第13話 ステはやっぱり簡素

 俺とあかねんはスマホでステータスを確認できるが、タローについてはガラケーなのでアプリすらインストールされていない。


 コンビニを出たあと、3人でまじまじとステータス画面を確認してみた。



 すずくん(俺)

 ・レベル1

 ・HP:18/18

 ・MP:12/12

 ・職業:勇者

 ・装備品:リクルートスーツ、たけのヤリ

 ・特技:ツッコミ

 ・呪文:チョットイイデスカ、アノー

 ・所持金:0ゴールド

 ・ヘルプ:困った時は電話のマークを押してね!



 あかねん

 ・レベル1

 ・HP:10/10

 ・MP:18/18

 ・職業:僧侶

 ・装備品:リクルートスーツ、ひのきのたて

 ・特技:まだ覚えていない

 ・呪文:ヒール

 ・所持金:0ゴールド

 ・ヘルプ:困った時は電話のマークを押してね!



 タロー

 ・レベル1(たぶん)

 ・HP:?

 ・MP:?

 ・職業:?

 ・装備品(推測):リクルートスーツ、たけのヤリ

 ・特技:?

 ・呪文:?

 ・所持金(推測):0ゴールド

 ・ヘルプ:自分でなんとかしろ(アプリが入っていないためヘルプなし)



 ええと……

 「ちょっといいですか?」とか「あのー」って呪文じゃないんですけど! って通常の会話の取っ掛かりですよ!


 そして特技にツッコミとあったが、心の中で現状を突っ込んでいたのだが、どうやらバレていたらしい。そりゃあまりの異常事態にこころの中の叫びも出るわ。



「あれ、ヒールが使えます、わたし。試してみてもいいですか?」


 そういってあかねんは、先程スライムさんに殴られていたタローのたんこぶに手をかざし、ヒール! と唱える。


 とたんにあかねんの手がぱぁっと輝き、タローのたんこぶがちょっとだけ小さくなったような気がした。


 え? なに? 手品?


「わ、あかねんありがとー! 痛くなくなったよ!」

「うん、えへへ。ちゃんとヒール使えるね!」


 2人は異世界ってすごいねー! と盛り上がっている。


 なんだかもう、これは俺1人だけを騙すドッキリなんでしょ? そうなんでしょ!!? あかねんもタローも仕掛け人なんでしょおおおおお!!!?? だってどう見ても俺が育ってきた田舎だし、歩いてる人たちをどうみても普通だもん!

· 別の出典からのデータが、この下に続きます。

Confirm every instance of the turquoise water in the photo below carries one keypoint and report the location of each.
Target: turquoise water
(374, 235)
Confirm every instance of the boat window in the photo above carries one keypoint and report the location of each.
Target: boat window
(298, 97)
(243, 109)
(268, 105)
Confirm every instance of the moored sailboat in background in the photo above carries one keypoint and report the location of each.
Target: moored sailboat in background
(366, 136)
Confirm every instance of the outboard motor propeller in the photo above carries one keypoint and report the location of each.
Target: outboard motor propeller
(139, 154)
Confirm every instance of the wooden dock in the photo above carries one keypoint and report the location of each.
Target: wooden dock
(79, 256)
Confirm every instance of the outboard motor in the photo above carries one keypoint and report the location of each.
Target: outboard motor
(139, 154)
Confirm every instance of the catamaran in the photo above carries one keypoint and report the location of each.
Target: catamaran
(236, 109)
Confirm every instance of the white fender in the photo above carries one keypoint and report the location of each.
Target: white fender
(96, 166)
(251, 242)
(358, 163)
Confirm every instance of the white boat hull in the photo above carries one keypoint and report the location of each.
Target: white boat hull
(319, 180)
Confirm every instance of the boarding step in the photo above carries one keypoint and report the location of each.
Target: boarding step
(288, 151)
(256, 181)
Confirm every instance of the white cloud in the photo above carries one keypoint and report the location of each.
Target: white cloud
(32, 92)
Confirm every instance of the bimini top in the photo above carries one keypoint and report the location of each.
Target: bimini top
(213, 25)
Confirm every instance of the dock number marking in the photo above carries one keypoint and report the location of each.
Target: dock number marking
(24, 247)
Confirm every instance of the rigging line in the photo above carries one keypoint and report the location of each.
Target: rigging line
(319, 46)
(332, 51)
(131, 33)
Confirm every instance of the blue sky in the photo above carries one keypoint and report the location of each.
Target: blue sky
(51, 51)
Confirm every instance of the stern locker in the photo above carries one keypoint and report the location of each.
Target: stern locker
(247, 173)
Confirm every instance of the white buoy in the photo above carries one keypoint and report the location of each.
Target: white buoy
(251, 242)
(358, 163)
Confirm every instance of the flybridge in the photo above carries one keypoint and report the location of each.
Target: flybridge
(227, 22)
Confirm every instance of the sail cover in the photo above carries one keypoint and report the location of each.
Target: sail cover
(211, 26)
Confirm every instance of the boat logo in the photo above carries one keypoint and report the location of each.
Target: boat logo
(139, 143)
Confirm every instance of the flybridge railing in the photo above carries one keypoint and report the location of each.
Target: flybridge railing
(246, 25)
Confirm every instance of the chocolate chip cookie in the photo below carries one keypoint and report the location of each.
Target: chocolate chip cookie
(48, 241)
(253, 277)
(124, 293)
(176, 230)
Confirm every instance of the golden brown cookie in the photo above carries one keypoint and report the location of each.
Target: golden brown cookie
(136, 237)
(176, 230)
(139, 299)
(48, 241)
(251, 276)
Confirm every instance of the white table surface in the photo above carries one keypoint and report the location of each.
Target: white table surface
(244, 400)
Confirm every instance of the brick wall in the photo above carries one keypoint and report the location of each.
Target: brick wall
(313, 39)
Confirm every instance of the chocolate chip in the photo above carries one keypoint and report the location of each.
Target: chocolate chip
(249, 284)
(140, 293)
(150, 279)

 ちょっと自分のアイデンティティが、ぶち壊れそうになってきた。


 ……もういいや、ドッキリでもなんでも、この際この冒険を楽しんでやる。決めた。




「し、しかし、僕だけステータス画面がないってのは、つ、辛いです」


 ガラケーを残念そうに見るタロー。

 たしかにこれから冒険を進めていくのなら、タローのステータスを確認できないと何かと不便である。


「あのさ、タロー。この際機種変したらどう?」

「うんうん、タロー君も一緒にアプリで確認しようよ!」


 俺とあかねんでタローに機種変をすすめる。幸いにもコンビニの隣に携帯ショップがあった。


「そ、そうですね、せっかく就職したんだし、スマホにしても大丈夫ですよね」

「うんうんっ、メッセのやり取りも出来るから、3人でグループ組もうよ!」


 え? 俺もグループに入るの? ええーーめんどくさいな。


 でも、ガラケーからスマホへの乗り換えを乗り気になっているノリノリなタローに水を差すのもアレかなーと思い、俺たちは携帯ショップへ向かうことにした。